Haley has a wonky star power and a resume that includes foreign policy experience as the U.S. ambassador to the United Nations. But Reynolds’ connectivity and folksiness outclassed the politically estimable Haley whose policy chops run far deeper.
The biggest mistake of my political journalism career? Underestimating Kim Reynolds — not on what she was when the Republican arrived on the statewide scene in 2010 as Gov. Terry Branstad’s unprepared running mate, a candidate with seemingly no worldview, but on her potential, which proved pure rocketry.
So fair is fair.
Yes, in a column shortly after the 2010 election, I dubbed Reynolds, then lieutenant governor, “the state’s highest-paid intern.” Now I’m making the case that she can win the Republican nomination for president, and the White House. This isn’t to say she’d be a good or bad president, just that she could be the commander in chief. Doubt it? Count me among the once-bitten crowd.
Reynolds is a disciplined politician, a governor from a solidly red state who knows how to stay on message, a conservative with a record that checks box after box after box with the Republican electorate.
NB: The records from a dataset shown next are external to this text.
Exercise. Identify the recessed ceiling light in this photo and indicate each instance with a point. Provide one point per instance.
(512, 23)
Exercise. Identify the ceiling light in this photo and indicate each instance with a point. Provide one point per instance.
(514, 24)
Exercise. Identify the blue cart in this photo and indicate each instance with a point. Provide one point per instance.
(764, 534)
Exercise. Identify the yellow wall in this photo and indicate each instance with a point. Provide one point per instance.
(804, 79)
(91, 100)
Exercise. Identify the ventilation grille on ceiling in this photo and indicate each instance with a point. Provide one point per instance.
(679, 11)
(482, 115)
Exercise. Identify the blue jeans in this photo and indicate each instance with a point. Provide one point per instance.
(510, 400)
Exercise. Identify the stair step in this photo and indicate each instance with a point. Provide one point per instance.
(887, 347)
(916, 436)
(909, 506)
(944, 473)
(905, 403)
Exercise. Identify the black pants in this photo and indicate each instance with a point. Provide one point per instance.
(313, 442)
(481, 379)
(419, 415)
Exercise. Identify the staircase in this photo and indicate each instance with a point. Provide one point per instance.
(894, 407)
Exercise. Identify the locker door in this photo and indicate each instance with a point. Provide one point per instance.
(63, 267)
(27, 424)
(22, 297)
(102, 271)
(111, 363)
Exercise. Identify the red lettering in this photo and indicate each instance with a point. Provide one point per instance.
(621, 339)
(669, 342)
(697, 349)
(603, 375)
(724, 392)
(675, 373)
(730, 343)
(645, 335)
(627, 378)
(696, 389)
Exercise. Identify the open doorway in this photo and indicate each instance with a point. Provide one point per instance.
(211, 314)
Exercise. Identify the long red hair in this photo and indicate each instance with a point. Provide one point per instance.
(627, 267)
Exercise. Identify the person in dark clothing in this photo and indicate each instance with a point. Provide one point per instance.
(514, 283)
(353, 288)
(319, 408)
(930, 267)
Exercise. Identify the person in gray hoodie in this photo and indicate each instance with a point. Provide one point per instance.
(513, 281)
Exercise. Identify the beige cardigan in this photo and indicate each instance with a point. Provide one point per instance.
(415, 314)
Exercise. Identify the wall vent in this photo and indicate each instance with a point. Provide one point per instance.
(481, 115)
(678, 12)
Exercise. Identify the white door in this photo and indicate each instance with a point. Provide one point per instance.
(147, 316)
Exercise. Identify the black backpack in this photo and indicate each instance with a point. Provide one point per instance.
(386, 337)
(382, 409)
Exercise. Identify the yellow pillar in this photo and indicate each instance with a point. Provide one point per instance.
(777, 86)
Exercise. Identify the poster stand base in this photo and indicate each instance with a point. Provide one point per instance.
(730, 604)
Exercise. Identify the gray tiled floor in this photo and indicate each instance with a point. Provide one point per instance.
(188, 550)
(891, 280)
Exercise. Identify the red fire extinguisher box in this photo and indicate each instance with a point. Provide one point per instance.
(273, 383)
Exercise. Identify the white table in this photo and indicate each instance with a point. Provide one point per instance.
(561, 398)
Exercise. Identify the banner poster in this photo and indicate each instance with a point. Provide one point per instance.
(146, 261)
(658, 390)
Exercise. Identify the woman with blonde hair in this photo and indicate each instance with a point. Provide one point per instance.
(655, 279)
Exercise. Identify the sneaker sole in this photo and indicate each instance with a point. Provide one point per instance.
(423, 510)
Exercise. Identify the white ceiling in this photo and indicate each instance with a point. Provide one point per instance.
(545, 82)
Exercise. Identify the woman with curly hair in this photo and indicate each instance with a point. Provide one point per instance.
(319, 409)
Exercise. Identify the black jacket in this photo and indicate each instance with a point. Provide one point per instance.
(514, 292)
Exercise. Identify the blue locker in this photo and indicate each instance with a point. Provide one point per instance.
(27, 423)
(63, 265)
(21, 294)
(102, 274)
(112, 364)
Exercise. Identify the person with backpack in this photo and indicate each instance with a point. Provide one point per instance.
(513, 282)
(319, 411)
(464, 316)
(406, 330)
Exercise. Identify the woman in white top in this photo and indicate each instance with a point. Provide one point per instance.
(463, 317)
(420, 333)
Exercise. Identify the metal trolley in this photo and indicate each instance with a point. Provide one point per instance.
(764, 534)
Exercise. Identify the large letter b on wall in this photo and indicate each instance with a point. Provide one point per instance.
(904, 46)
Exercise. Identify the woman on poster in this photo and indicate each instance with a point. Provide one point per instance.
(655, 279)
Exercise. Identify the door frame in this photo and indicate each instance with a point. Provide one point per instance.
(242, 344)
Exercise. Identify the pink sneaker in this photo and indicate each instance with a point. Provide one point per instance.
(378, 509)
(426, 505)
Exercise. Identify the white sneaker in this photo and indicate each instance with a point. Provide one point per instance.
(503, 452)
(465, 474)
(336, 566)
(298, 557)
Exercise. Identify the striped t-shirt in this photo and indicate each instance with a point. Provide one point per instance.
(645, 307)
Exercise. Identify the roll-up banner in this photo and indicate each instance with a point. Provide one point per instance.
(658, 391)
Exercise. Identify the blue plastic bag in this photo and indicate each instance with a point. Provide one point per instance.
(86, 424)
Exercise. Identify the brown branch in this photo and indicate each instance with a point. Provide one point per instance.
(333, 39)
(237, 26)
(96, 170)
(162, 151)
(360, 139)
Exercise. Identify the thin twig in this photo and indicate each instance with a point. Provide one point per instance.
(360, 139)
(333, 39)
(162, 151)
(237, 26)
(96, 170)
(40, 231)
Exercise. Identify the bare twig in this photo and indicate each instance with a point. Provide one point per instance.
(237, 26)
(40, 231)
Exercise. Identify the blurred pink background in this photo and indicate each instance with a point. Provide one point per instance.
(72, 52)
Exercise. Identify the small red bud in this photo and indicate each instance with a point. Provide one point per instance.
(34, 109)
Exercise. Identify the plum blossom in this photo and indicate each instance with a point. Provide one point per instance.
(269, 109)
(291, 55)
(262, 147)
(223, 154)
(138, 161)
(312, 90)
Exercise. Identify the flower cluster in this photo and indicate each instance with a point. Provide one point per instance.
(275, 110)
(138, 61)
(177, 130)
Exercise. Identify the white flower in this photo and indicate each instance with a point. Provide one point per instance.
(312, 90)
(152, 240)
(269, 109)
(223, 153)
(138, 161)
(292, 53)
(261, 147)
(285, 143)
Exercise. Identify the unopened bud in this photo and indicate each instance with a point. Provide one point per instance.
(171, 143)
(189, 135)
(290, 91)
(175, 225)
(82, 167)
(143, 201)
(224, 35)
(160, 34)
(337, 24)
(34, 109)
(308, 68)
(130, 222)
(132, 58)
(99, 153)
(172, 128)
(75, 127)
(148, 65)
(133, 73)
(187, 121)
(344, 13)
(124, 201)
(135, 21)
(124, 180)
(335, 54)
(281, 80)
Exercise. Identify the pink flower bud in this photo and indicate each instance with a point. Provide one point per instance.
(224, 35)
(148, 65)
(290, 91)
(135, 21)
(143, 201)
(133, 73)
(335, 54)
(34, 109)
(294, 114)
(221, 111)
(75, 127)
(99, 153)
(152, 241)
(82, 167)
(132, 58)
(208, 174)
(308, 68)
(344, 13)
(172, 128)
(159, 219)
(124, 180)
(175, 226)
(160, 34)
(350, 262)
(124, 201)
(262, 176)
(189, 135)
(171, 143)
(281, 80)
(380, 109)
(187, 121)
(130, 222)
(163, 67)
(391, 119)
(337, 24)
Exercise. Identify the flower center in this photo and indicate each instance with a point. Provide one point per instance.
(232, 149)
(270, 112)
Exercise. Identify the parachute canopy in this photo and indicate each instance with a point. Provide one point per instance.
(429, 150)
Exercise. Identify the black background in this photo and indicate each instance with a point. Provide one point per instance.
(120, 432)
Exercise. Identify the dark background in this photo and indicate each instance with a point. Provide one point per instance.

She can own the libs and be likeable in doing it — with her base.
Of course, Reynolds has shown relentless fealty to Trump. And she will be feted as much as vetted by the biggest names in American politics, an experience that might be more appealing to her than the presidency — and certainly easier.
But ambition is ambition. In presidential politics, candidates often have one shot. This is Reynolds’.
With Iowa retaining the lead-off spot in the presidential nominating calendar for the Republicans, Reynolds could campaign aggressively in other early states, dropping back into Iowa for a final, winning push here.
I’m not alone in this assessment.
Michael Steele, the former chairman of the Republican National Committee and a high-profile political analyst, sees Iowa’s Republican governor as a strong potential candidate for the presidency.
“She should be in that conversation along with a number of other governors who have served over the last four or eight years,” Steele told me in late 2021 in Ames.
Steele, the former lieutenant governor of Maryland who appears regularly on the cable-TV talk circuit, said in an interview with Political Mercury that Reynolds brings a record and style of leadership that could be attractive to Republicans.
“Why not look at the governor?” Steele asks. “She’s governed during a difficult time. Some of her decisions may or may not have been controversial or popular, but that’s all part of the soup. That’s how the country gets into its next groove.”